# Valspar primer



## Bill (Mar 30, 2006)

I am not a painter by trade, but I have done my share of painting on my own jobs in the past. Today the HO purchased 5 gallon bucket of tinted Valspar primer. I was applying it and thought to myself this stuff is GREAT! Covers anything. If you scratch the drywall mud with your car keys this stuff would cover over it. Nice thick body. Then I ran out. I went back to Lowes and got 2 one gallon cans to finish up with. The 2 one gallon cans were crap! It was wattery, no body to it what so ever, would not cover up pencil marks on the drywall. The 5 gallon bucket hid all the marks with one coat. As you can see the 5 gallon bucket and the 2 one gallon cans are identical. Why would the 2 one gallon cans be so bad for? I showed this to the HO. We have taken so much time to make sure that all the walls were plumb, level and square, the drywall joints can not be seen even if you lay a 4' level across the joints you can not even get a piece of paper through it. I just hope that after all that work this primer does not make my job look bad in the end. The HO was taken by another man who really messed things up so we were trying to restore his faith in knowing that there are some out there who care about their work. But this could end that.


----------



## Bill (Mar 30, 2006)

UPDATE
just called the Valspar Mfg. They said the 5 gallon container was correct. The 2 one gallon cans were defective somehow. They informed me to go back to lowes and have them replaced, if not I was to call them back and they would see to it that it gets changed regardless of how much was used up. seems like they care about their product anyway. No runaround, no BS, just satisfaction.


----------



## slickshift (Jun 14, 2005)

Not really...
They just are used to doing that because they get so much crap returned
Because it is crap

Who paid for your repaint and travel time to get the new product?

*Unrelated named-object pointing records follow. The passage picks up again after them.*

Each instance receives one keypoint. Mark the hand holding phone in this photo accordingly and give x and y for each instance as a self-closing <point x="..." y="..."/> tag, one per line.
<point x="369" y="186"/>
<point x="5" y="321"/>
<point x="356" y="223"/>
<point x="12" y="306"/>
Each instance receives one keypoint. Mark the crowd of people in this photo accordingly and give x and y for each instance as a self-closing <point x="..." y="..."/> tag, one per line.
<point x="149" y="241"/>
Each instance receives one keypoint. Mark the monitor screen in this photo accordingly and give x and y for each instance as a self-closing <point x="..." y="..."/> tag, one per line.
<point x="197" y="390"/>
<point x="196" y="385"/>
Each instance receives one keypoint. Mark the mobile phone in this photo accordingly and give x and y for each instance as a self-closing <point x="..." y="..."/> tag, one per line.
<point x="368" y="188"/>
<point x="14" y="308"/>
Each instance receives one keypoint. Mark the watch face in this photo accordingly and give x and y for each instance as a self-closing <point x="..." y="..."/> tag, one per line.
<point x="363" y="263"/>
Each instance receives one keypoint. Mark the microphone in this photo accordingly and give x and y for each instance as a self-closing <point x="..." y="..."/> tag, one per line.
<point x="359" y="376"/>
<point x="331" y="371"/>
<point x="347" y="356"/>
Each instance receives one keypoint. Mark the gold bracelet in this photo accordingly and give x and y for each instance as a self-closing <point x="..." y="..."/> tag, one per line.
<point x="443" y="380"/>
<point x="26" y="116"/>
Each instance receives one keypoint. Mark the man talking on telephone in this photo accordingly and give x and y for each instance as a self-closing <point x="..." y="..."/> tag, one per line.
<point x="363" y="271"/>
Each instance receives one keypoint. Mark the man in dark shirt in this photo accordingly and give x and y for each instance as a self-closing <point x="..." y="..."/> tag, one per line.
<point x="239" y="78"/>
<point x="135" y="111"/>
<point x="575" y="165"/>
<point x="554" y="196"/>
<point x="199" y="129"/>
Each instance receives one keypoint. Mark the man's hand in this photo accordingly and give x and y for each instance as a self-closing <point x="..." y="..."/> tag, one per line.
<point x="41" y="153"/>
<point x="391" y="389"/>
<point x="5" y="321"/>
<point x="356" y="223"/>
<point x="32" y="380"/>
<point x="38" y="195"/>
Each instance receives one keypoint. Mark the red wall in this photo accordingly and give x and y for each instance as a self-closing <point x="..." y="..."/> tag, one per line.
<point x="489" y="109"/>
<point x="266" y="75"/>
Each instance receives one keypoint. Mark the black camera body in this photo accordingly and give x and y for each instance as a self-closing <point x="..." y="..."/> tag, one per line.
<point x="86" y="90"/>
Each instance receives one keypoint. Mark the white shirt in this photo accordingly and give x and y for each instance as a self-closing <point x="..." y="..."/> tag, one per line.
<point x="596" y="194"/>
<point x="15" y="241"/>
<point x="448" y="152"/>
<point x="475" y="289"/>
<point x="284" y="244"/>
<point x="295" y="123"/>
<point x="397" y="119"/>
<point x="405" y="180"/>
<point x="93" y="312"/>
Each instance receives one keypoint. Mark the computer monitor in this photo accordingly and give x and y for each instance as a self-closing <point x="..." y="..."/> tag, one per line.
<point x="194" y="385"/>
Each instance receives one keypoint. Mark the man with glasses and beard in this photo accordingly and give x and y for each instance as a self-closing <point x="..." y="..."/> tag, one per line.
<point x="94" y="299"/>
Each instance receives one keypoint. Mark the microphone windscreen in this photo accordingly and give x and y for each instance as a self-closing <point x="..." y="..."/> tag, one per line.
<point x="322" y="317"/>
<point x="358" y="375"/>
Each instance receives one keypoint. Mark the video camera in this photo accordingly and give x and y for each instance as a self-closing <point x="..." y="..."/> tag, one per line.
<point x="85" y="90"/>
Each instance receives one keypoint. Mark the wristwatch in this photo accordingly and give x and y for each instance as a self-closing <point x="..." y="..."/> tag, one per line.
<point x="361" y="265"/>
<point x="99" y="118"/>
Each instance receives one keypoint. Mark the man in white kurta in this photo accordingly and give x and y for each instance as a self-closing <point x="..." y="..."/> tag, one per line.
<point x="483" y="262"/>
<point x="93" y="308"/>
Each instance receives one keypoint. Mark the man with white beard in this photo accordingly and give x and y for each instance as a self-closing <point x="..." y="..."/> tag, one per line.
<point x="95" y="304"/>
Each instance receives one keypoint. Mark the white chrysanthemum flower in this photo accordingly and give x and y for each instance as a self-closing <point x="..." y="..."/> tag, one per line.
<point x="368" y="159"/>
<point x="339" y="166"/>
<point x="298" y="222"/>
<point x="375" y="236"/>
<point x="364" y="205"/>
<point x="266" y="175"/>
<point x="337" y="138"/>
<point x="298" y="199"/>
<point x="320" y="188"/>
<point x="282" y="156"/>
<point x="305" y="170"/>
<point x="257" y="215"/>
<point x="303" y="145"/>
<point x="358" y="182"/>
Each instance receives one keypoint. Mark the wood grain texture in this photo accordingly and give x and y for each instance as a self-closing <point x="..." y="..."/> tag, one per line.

Wasn't THAT convenient now was it?

It's like the "lifetime warranty" on the Autozone starters
"But they gave me e new one free"
Well...now who's got to take the time to switch it out?
...again...
Like you now have to do once a year when it craps out on you
...which it does
.......usually in the parking lot...at night...in the rain.....


There are many reasons why quality professional painters do not buy their paint from Lowes and Home Depot

#1)
Lowes and Home Depot are not interested in providing professional painters with quality tools and materials
It's simply not in the business plan


----------



## Paintpimp (Nov 15, 2006)

slickshift said:


> Not really...
> 
> 
> There are many reasons why quality professional painters do not buy their paint from Lowes and Home Depot
> ...


AAA-Men brother.:notworthy
Just to give you another reason (like you need one) to not shop at one of the big box's (home depot, lowes, menards). When I was in college, I got a job in the paint department of one of the forementioned businesses. My first day of training (and only day) was to go around and read the labels on the back of all the products. When you work there, there is no repercussions to giving bad advice. I told people that the deck stain would last at least 8 years. Of course you can use oil primer on galvanized. Use sanding sealer under polyurethane. Dedicated paint stores didn't know anymore and carried way overpriced products. Nobody could correct a color of paint that was just a little off. Didn't understand color. Paint was only good if it was thick. To test thickness we would stand and time how long it would take for a paint stick to tip over in a full gallon of paint. Longer it took the better quality paint it was. Oh yeah add paint directly to the texture when you spray it on. Foam brushes are the best invention ever! All professional painters used campbell hausfeld sprayers. All you wanted to do is hide from the stupid customers and all their dumb questions. You told somebody something to get rid of them quicker the better. If you were wrong, no big deal, you are not an expert. When something was out of stock you can't track when the next stuff comes in. The truck everyday could or could not have what was gone. Oh, and if somebody had a complaint, you dumped them off quick, tell the customer that you didn't know what the problem is and they had to either call the 800 number on the can or go fill out a customer complaint form at the front counter and somebody will get back to you someday. This was 17 years ago. I have friends who still work there and the attitude is still the same. I cannot tell you enough that the big box's could care less about the pro painter. They thrive on the unknowledgeable Do it Yourselfer.


----------